O single ‘Menina De Ouro’ foi inspirado na competição consigo mesma “para se superar a cada desafio que o mundo coloca” e sua letra foi escrita também pensando na dança e na coreografia que ela já tinha em mente.  Sobre o clipe da faixa, foi pensado de uma maneira em que pudesse ser gravado em plano sequência e que mostrasse a força de sua coreografia e que refletisse a força da mensagem que a música passa. Aproveitei para saber o que ela tinha a dizer sobre o empoderamento feminino. Ela foi franca e disse que é algo muito importante de se transmitir em canções e de salientar.
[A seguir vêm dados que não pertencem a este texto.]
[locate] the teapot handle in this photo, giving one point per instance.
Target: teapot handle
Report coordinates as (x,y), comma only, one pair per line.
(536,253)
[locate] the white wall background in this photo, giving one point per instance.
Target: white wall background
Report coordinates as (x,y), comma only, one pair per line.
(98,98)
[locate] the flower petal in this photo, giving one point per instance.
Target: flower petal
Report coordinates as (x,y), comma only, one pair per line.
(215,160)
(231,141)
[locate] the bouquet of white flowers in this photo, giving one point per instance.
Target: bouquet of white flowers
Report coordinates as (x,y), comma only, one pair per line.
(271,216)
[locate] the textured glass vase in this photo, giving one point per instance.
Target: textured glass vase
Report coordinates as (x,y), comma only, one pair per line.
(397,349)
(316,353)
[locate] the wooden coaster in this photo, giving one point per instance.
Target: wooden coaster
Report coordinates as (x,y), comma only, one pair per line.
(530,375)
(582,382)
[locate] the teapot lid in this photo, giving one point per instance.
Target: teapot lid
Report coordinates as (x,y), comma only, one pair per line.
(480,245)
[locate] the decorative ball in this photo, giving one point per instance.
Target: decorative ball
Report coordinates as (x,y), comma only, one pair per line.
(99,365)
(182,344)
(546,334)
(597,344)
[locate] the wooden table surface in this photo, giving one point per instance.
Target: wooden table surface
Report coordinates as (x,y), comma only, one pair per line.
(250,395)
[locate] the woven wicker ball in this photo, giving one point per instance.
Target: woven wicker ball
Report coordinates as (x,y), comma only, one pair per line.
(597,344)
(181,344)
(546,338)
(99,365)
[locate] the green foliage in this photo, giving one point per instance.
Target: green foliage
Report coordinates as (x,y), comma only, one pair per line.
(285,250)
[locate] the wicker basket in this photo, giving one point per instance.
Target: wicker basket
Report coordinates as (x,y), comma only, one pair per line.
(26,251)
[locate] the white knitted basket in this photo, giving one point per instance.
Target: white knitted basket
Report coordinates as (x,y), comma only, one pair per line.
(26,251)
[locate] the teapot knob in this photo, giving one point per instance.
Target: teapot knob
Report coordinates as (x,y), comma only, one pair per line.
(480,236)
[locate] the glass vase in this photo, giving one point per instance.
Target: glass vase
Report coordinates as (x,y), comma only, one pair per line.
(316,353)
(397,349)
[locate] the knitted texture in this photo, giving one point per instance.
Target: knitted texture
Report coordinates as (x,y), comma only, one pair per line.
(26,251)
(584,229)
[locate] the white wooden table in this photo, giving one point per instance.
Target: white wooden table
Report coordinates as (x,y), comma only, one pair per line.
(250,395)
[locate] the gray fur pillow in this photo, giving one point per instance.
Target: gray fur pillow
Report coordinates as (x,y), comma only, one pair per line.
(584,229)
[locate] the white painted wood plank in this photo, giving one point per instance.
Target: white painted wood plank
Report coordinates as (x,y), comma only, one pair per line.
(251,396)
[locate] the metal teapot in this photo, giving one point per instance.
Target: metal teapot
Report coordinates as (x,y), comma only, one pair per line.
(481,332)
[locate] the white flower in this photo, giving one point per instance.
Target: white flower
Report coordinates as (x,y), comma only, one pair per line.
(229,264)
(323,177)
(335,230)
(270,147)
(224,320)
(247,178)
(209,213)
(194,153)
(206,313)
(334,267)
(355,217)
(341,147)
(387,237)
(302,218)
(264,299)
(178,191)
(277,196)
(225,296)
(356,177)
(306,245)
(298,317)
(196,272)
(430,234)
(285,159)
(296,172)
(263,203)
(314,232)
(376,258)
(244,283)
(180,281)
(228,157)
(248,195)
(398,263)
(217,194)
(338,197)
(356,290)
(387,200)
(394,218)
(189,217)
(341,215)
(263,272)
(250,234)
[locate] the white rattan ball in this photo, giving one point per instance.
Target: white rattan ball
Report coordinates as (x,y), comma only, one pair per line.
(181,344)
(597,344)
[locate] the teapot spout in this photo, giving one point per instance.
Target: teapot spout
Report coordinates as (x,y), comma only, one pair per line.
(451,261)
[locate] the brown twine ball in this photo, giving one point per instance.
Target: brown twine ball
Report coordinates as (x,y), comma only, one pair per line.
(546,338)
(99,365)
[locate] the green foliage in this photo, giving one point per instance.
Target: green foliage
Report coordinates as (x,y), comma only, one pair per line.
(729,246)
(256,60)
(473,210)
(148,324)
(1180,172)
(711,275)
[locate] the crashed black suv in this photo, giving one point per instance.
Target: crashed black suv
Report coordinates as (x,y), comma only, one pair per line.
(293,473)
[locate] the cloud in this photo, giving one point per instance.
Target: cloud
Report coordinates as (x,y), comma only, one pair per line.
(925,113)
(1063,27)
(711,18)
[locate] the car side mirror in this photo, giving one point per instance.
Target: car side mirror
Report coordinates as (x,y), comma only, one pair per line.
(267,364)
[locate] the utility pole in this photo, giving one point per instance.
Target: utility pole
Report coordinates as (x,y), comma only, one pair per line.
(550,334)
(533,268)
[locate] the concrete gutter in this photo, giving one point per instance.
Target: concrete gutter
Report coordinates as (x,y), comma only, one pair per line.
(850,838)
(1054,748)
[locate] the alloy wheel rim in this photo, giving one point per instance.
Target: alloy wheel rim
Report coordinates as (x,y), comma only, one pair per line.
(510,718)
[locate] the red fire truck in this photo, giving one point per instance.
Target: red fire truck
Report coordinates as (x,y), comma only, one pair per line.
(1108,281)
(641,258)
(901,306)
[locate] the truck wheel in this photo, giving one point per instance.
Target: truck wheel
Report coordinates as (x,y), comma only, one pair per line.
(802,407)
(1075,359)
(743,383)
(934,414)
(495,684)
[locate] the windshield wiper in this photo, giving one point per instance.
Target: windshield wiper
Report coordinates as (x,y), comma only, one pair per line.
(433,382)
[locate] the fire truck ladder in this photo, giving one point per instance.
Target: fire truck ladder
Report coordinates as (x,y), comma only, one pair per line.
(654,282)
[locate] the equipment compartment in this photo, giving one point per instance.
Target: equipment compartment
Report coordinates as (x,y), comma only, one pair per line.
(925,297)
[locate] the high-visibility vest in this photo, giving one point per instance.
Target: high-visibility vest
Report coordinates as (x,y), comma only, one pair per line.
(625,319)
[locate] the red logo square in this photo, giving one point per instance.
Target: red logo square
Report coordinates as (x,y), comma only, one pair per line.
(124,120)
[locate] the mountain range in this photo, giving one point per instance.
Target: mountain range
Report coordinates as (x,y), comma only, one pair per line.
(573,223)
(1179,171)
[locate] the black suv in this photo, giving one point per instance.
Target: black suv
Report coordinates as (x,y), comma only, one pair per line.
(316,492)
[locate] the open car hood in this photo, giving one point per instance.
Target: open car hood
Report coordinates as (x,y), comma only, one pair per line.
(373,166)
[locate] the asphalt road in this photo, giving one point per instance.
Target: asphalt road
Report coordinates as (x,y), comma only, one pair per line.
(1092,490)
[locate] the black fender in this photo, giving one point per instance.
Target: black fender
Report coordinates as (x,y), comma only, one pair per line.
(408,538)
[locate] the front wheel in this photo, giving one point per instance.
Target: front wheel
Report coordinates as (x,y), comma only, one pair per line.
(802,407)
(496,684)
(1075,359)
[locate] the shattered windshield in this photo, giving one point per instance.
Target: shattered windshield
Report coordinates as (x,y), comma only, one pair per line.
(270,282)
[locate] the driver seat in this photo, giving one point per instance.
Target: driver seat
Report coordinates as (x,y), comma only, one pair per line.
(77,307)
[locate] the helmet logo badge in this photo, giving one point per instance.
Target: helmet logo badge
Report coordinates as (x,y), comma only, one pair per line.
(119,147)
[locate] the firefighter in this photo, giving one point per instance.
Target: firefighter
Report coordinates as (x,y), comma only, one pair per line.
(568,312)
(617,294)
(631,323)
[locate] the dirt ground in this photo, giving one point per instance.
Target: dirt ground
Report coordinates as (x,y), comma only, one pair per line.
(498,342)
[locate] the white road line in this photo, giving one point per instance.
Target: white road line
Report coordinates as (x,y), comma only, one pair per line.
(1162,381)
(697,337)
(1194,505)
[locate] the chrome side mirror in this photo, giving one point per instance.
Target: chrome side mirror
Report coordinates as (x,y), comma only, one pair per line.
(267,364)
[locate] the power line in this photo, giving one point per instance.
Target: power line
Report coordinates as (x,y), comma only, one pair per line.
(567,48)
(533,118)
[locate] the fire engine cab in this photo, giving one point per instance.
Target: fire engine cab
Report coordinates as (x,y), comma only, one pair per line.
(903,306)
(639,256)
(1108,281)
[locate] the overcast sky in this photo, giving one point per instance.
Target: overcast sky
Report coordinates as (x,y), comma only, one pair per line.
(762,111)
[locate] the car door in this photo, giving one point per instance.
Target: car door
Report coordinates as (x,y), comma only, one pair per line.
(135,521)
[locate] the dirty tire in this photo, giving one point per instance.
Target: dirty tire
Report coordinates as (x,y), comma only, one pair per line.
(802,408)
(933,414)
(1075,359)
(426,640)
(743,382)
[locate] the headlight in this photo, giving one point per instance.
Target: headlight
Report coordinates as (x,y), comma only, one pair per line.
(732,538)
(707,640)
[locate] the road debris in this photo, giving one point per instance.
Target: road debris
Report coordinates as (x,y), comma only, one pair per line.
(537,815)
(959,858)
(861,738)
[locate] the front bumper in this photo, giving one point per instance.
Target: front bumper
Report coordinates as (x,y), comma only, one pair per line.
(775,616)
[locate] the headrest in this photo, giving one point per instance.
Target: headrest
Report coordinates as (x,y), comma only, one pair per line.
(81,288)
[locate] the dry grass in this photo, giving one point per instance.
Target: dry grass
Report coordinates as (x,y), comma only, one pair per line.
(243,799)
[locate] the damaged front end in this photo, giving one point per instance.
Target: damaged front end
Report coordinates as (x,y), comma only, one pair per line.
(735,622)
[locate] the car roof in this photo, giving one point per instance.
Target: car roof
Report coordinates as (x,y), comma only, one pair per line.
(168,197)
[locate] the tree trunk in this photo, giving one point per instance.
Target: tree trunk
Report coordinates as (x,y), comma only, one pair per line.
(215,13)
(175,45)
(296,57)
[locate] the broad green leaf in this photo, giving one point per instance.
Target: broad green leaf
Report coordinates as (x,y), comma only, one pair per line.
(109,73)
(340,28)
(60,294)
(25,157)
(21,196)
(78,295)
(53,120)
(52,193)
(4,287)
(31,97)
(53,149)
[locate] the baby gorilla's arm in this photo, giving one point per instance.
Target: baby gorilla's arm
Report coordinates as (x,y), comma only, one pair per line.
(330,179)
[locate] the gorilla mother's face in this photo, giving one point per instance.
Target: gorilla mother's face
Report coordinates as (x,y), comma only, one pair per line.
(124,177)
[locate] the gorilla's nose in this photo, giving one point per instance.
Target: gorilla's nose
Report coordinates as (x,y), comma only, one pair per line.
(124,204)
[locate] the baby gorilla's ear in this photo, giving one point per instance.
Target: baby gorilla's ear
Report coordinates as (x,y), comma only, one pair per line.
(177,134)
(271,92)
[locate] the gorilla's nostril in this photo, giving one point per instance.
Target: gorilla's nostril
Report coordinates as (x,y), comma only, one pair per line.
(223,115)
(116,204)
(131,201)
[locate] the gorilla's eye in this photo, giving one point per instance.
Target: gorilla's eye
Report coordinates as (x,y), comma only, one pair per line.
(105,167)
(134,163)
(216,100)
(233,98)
A cantora ressaltou a importância das mulheres se identificarem uma com as outras e de serem inspiradoras e mostrarem poder e ousadia sendo seguras de si.

Eu curioso, quis saber como foi para ela quando gravaram pela primeira vez uma composição dela. Clau contou que foi uma surpresa, algo que nunca tinha imaginado, ainda mais tendo sido gravada por um grupo que sempre gostou, o Pólo. A canção foi a faixa ‘Overdose De Amor’, escutada pelo conjunto no celular do produtor Pedro Dash. Foi muito importante por ser a primeira vez que ela percebeu que alguém podia gostar de suas letras e que elas podiam ser usadas por outros artistas.

Eu quis saber dela com quais artistas ela gostaria de dividir o palco. Ela contou que Beyoncé serve muito de inspiração para ela como cantora e também como pessoa e da maneira em que conduz sua carreira e que seria ótimo cantar com ela.  Também gostaria muito de fazer dueto com Ed Sheeran e com o Criolo, uma grande referência do RAP nacional e por sua musicalidade.

E o que Clau pode adiantar sobre seu primeiro disco pela universal? Ela contou que ainda vai lançar singles e clipes, como por exemplo a faixa ‘Não’, que fala sobre autoconfiança e de não deixar ninguém  interferir em sua vida. Além de adiantar que podemos esperar duetos. Depois de trabalhar suas faixas, ai sim será lançado o disco e virão shows por aí.

Para finalizar pedi para Clau contar o que gostaria de dizer para as pessoas que estão começando sua carreira. Ela disse que não se deve desistir e que é importante além de dizer ‘Sim’, dizer ‘Não’ quando necessário e para aquilo que não concorda ou não acredita. Incentiva também que o artista se aprimore ao máximo e que vá atrás de seu sonho enxergando valor no que faz. E que sendo verdadeiro, alguém vai se identificar e vai gostar de seu trabalho.

IMG_20170621_180038_011
Eu com a Clau após a entrevista

Foi muito bonito ver uma cantora tão jovem e talentosa mostrar tanto amor por sua arte e maturidade para seguir sua carreira. Seu brilho nos olhos chamou muita atenção e mostrou o como Clau ama a música é como e verdadeiro tudo o que ela faz. Com certeza a cantora terá muito sucesso e vai inspirar muitas pessoas com suas mensagens e sua arte pelo Brasil a fora.